Toronto Bicycle Data Engineering
- You can find all the code for this project here: https://github.com/waleedayoub/toronto-bicycle-data
- This was a project I explored as part of the final project of the datatalks club data engineering zoomcamp
Project Description
- The goal of this project is to examine historical bike share ridership going as far back as 2016 in the city of Toronto, Ontario.
- The city of Toronto has an open data sharing mandate, and all bike share data can be found here: https://open.toronto.ca/dataset/bike-share-toronto/
- Unfortunately, the data is not consistently named or labeled across years (2014-2022, inclusively), so there is a need to perform quite a bit of processing to handle it.
- For example, in some years, data is stored in tabs in XLSX files, whereas in other years, they are CSVs broken down by quarters, or in other cases, by months, in CSV files
- Given that this analysis focuses on historical ridership, a batch processing pipeline is sufficient, and can be scheduled to run monthly or quarterly.
- It is unclear how often the data refreshes, but the following program handles edge cases and checks whether data has been updated before triggering pipelines
Architecture
- The architecture for this project is kept fairly simple:
Data sources
Toronto
- Ridership data: https://open.toronto.ca/dataset/bike-share-toronto-ridership-data/
- For batch data, here’s an example of how to access the ridership data API:
base_url = "https://ckan0.cf.opendata.inter.prod-toronto.ca" package_url = base_url + "/api/3/action/package_show" params = {"id": "bike-share-toronto-ridership-data"}
- If you do a GET request on the package_url with params provided like this:
resource = requests.get(url, params=params).json()

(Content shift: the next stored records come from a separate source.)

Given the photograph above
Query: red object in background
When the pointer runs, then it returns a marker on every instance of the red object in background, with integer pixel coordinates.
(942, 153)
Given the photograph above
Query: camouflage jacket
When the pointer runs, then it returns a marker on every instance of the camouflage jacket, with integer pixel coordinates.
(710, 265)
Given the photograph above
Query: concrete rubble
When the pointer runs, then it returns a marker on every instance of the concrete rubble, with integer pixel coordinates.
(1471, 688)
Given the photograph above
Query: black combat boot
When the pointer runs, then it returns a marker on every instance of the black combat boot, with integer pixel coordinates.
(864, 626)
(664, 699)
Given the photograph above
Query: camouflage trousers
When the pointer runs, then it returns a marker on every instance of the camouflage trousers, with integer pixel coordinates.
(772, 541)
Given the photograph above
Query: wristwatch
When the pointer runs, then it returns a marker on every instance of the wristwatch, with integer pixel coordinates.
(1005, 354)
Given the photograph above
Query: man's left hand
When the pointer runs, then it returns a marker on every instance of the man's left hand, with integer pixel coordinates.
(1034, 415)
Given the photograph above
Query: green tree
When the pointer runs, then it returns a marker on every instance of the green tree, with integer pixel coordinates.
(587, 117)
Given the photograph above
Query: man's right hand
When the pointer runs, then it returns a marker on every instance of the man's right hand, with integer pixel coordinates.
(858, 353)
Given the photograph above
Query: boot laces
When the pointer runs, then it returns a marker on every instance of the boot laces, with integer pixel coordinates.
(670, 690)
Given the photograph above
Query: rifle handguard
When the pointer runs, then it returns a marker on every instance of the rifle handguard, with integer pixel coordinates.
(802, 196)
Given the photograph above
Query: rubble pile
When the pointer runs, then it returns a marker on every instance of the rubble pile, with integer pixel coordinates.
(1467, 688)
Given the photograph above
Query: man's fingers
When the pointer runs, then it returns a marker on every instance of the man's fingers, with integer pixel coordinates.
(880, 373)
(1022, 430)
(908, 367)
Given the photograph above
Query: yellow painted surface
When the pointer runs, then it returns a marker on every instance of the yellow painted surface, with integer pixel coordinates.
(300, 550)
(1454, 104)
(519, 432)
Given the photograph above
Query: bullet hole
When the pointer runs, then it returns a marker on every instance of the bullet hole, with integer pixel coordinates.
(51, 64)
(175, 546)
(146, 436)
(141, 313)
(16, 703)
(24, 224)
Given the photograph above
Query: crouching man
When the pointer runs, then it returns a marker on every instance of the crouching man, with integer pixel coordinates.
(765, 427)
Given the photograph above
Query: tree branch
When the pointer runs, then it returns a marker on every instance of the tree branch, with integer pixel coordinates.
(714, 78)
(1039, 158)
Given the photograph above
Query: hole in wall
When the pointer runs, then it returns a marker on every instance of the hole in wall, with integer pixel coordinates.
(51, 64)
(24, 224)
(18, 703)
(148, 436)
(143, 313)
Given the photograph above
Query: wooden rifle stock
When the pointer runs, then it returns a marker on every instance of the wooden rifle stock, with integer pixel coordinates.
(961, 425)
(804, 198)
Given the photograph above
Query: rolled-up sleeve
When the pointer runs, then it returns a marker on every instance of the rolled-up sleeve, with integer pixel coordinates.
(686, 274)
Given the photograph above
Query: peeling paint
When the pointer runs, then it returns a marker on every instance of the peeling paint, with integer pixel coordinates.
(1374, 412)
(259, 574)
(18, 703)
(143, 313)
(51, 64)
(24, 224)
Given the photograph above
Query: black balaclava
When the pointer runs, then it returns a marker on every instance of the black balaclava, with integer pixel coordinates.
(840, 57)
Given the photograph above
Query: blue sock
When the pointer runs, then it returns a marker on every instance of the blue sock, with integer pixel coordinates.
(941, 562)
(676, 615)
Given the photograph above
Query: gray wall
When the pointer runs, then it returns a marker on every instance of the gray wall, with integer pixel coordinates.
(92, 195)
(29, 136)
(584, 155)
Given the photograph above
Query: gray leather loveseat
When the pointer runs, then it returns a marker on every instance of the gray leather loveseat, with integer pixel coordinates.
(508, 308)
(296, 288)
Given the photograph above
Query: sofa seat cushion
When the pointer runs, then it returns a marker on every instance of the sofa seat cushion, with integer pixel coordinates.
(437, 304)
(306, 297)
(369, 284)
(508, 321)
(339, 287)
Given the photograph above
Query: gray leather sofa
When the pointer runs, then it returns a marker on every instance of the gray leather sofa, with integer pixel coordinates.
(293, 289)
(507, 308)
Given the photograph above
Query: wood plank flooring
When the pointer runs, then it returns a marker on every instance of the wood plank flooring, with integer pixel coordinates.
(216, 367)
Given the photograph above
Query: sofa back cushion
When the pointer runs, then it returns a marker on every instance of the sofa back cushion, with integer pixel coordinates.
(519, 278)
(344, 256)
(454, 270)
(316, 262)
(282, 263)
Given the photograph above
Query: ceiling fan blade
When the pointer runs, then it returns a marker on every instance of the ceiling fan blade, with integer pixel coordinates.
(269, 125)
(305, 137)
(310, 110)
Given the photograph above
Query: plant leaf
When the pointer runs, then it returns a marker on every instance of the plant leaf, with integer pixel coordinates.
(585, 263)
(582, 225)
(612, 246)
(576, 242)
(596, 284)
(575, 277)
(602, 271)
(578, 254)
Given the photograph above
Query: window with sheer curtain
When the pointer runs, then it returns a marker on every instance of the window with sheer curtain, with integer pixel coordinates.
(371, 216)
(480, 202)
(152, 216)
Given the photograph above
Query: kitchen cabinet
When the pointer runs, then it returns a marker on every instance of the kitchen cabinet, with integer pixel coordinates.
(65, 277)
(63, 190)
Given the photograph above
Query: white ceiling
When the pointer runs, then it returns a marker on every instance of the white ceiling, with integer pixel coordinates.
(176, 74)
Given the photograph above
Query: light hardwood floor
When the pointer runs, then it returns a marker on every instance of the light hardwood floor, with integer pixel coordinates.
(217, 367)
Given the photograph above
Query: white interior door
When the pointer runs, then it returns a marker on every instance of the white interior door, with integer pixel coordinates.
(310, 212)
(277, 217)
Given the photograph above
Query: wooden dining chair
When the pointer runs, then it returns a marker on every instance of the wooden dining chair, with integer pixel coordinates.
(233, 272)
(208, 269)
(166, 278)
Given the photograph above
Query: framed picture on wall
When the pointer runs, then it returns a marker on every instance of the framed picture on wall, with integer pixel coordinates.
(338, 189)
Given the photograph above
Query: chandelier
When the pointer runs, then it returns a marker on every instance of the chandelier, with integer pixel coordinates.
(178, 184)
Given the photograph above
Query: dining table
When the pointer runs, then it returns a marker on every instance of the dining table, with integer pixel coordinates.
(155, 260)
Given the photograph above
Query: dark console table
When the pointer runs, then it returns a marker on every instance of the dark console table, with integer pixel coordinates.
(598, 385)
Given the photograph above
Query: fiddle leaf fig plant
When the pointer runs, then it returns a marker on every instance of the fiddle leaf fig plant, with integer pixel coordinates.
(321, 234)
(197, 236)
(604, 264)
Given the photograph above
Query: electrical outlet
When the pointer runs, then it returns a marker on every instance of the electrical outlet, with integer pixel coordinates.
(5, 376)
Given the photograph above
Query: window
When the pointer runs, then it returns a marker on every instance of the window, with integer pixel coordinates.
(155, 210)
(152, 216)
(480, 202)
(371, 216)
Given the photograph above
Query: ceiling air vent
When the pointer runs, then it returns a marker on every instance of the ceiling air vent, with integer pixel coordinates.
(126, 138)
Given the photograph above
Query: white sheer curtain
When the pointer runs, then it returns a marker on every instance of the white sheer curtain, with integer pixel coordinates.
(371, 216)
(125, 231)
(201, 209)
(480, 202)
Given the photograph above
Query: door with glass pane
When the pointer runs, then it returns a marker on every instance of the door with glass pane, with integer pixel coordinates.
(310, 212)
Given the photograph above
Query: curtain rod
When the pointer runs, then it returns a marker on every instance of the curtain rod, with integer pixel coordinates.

- You can then grab the url where the data is stored like this:
resource["result"]["resources"]["url"]
- And the url will be something like this: https://ckan0.cf.opendata.inter.prod-toronto.ca/dataset/7e876c24-177c-4605-9cef-e50dd74c617f/resource/85326868-508c-497e-b139-b698aaf27bbf/download/bikeshare-ridership-2014-2015.xlsx
- You can then do another GET request on that URL and write to a file in Python
- You can then grab the url where the data is stored like this:
Deployment instructions
Technologies used
- GCP / Cloud Storage / BigQuery / Looker
- Terraform
- Prefect / DBT
- Python 3.9.16 / virtualenv
Things you need to install + versions
- Google cloud SDK: https://cloud.google.com/sdk/docs/install
- Terraform 1.4.5: https://developer.hashicorp.com/terraform/tutorials/aws-get-started/install-cli
- Python: make sure you’re running 3.9.16
- Prefect 2.10.4: https://docs.prefect.io/latest/getting-started/installation/
- It is very important to get the prefect version right as GCS block’s
upload_from_dataframe()
method doesn’t work in older versions
- It is very important to get the prefect version right as GCS block’s
Step 0
- Clone or copy this repo:
git clone git@github.com:waleedayoub/toronto-bicycle-data.git
Step 1 - Initial Setup + GCP
Create a service account in GCP and download the service account json (In the IAM & Admin section of the GCP console)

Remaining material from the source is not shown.